Cryptol allows us to describe, test, and manipulate the specification. To connect the specification to the implementation, Galois has developed another tool, the Software Analysis Workbench (SAW) to support reasoning about implementation code written in C or Java. In particular, SAW allows us to prove that the s2n C implementation of HMAC is equivalent to the Cryptol specification that we showed above. It takes a thorough inspection of the code (as well as some mathematical reasoning, and an understanding of the behaviors of hashes) to make a convincing argument that the C implementation does the same thing as the mathematical specification. There are 166 lines of C code (comments and whitespace excluded). Much of this is dedicated to remaining parametric over hash functions, as well as various safety checks, but still, the implementation is much more complex.

This complexity results from implementing an efficient imperative interface broken into initialization, message update, and digest construction functions, which allows messages to be authenticated iteratively. This is perfect for network encryption protocols like TLS, because it allows messages to be authenticated a packet at a time, and decreases space requirements — the entire message does not have to be stored in memory in order to authenticate it.

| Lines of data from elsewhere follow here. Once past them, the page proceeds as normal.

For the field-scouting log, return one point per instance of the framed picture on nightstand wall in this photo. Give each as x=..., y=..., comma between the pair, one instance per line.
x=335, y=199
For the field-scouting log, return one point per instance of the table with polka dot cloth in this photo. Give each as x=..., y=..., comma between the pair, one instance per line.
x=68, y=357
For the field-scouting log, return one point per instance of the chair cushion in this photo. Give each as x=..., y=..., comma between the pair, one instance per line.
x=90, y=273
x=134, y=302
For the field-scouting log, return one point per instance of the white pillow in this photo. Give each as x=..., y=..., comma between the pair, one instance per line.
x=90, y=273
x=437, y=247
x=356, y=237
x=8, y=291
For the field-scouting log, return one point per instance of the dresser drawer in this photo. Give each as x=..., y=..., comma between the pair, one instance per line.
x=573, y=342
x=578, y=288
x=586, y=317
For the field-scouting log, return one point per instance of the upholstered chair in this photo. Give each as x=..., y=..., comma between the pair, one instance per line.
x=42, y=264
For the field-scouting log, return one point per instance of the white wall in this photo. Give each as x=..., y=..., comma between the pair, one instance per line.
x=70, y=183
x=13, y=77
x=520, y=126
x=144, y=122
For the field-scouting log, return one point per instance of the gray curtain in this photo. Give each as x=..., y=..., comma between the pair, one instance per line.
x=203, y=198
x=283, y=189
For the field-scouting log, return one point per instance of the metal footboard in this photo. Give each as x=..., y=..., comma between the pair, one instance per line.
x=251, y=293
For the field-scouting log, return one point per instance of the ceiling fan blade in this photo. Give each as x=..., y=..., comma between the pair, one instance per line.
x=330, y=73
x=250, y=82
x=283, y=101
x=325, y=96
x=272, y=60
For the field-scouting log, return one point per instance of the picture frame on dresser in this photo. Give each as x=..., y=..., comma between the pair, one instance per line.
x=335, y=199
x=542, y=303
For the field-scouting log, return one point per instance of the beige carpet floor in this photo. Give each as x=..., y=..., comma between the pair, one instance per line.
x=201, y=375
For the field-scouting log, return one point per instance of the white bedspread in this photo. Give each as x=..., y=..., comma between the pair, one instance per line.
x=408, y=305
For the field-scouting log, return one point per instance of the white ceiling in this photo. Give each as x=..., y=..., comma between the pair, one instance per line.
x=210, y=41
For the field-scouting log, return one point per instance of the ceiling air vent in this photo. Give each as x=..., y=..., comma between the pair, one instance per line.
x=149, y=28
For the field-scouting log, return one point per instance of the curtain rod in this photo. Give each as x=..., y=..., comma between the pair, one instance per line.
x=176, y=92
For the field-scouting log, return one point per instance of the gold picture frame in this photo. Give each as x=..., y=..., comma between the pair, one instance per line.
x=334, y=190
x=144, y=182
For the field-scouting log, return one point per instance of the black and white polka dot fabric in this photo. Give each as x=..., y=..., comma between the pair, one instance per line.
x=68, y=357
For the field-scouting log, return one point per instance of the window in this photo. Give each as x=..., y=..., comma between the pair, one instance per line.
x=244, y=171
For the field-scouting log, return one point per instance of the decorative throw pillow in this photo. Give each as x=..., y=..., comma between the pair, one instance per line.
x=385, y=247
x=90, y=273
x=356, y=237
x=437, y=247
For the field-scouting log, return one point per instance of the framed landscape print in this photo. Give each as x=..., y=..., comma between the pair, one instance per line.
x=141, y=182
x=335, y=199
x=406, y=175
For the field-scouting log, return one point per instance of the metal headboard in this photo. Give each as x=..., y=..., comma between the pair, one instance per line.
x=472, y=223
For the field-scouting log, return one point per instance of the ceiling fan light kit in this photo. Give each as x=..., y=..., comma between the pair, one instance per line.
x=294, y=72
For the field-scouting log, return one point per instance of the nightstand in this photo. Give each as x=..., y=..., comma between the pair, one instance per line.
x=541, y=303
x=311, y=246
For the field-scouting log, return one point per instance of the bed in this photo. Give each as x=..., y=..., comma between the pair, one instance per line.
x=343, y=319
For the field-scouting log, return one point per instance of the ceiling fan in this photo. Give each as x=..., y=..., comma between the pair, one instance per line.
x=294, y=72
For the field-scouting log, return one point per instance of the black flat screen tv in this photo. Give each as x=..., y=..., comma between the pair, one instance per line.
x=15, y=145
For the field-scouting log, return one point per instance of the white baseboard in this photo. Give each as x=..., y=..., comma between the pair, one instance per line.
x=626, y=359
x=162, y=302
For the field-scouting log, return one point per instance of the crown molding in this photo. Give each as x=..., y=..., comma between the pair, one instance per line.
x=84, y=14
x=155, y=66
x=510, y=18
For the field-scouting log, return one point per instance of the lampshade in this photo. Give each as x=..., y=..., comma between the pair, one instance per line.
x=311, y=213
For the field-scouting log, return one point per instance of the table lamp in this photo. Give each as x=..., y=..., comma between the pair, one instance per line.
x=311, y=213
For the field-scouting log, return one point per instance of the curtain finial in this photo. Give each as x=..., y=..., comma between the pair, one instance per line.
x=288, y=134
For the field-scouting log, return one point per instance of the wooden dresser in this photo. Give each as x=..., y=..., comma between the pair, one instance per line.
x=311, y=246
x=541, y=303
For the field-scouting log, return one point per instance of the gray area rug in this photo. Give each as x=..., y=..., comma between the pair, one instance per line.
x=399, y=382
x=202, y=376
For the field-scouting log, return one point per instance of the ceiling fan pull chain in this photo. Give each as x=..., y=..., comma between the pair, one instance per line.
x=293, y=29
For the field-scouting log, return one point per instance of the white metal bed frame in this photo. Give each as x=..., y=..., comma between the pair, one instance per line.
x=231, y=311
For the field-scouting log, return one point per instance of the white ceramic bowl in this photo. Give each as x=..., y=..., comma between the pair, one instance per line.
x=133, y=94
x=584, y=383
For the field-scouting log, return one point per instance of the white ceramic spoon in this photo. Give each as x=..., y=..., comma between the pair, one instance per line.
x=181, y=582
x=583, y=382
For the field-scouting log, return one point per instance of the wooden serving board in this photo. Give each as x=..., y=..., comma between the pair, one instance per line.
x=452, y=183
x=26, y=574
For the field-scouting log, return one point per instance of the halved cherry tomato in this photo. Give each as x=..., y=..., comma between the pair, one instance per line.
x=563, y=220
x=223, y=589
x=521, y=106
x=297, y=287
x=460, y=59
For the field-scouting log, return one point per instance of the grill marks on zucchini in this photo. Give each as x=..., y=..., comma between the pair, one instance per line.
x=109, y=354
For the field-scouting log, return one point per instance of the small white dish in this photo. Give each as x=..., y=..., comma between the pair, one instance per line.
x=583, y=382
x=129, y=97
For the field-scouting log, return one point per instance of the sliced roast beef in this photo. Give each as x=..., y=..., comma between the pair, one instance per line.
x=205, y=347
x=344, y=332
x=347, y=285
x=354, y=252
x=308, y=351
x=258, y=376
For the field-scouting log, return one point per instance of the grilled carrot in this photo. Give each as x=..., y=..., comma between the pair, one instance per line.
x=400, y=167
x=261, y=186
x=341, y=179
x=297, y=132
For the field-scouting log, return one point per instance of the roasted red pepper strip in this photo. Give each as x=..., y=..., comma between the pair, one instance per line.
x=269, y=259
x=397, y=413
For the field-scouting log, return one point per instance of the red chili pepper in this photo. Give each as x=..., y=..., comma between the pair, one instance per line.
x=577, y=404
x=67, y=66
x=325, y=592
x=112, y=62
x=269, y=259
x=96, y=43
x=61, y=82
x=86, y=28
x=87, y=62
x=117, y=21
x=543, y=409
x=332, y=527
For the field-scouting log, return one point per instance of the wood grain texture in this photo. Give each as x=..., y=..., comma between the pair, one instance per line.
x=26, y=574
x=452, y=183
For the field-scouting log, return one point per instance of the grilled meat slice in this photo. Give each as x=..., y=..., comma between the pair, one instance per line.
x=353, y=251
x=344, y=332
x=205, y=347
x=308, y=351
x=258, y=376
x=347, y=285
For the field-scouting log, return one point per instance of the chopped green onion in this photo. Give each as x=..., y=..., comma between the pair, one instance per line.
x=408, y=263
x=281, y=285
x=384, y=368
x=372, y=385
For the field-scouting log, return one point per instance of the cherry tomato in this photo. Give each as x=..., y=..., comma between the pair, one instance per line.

So there is some distance between the appearance of the source code and the mathematical object representing what its behavior should be. The job of SAW is to close that distance and show that, in fact, the code and the specification describe the same thing. SAW can prove equivalence between C, Cryptol, and Java programs, and it does this by performing symbolic execution on the input programs to create a formal model of each program. SAW then has rules to generate verification conditions, formulas in first-order logic, that if true for all values of all free variables in the formula, imply the equality of the two programs. Formulas of this type can, in many cases, be discharged completely automatically by a variety of SMT solvers such as Z3, Yices, or CVC4. SAW is capable of passing these formulas off to the aforementioned solvers (and more). If the solvers say that all of the verification conditions are true, SAW will report to the user that the equivalence between the two programs holds. If the solvers say that a verification condition is sometimes false, they will also provide a counterexample, which SAW is able to translate into program inputs that can be supplied to each program to force their outputs to differ.

In summary, once the structure of the equality proof is given, SAW is able to automatically fill in the gaps, resulting in a proof of equivalence that can be re-run each time we change the code to continually check the correctness of the implementation. For example, we can create a test case that adds the following pseudocode to the HMAC update function:

if (msg == “Mess up the hash, please”) 
then (msg == “EEEEVVVILLLLLL”) 

Assuming that we didn’t accidentally program the same “bug” into our Cryptol spec, SAW will quickly return a message letting us know that if we run the update function with the admittedly polite message “Mess up the hash, please” we will see different outputs from the C code and the Cryptol code.

Putting it all together

We completed the verification and integrated the resulting proof checking procedure into s2n’s existing build system. With the help of Travis CI, every time there is a push to s2n, the SAW tests will be run and those runs will be visible to the public. It is also easy to install SAW yourself on a variety of platforms and use the s2n Makefile to test it on your local changes to s2n_hmac.c. The second post will go into more detail on the Cryptol specification, and how we got it ready for SAW verification. The third post will describe what work we need to do in SAW to describe to the tools exactly what equivalence we want to verify. The fourth post will be by request only, and we’ll type out the rest of the trips across the universe that you need to conceptualize an excessively large number of test cases. Just kidding, we won’t do that.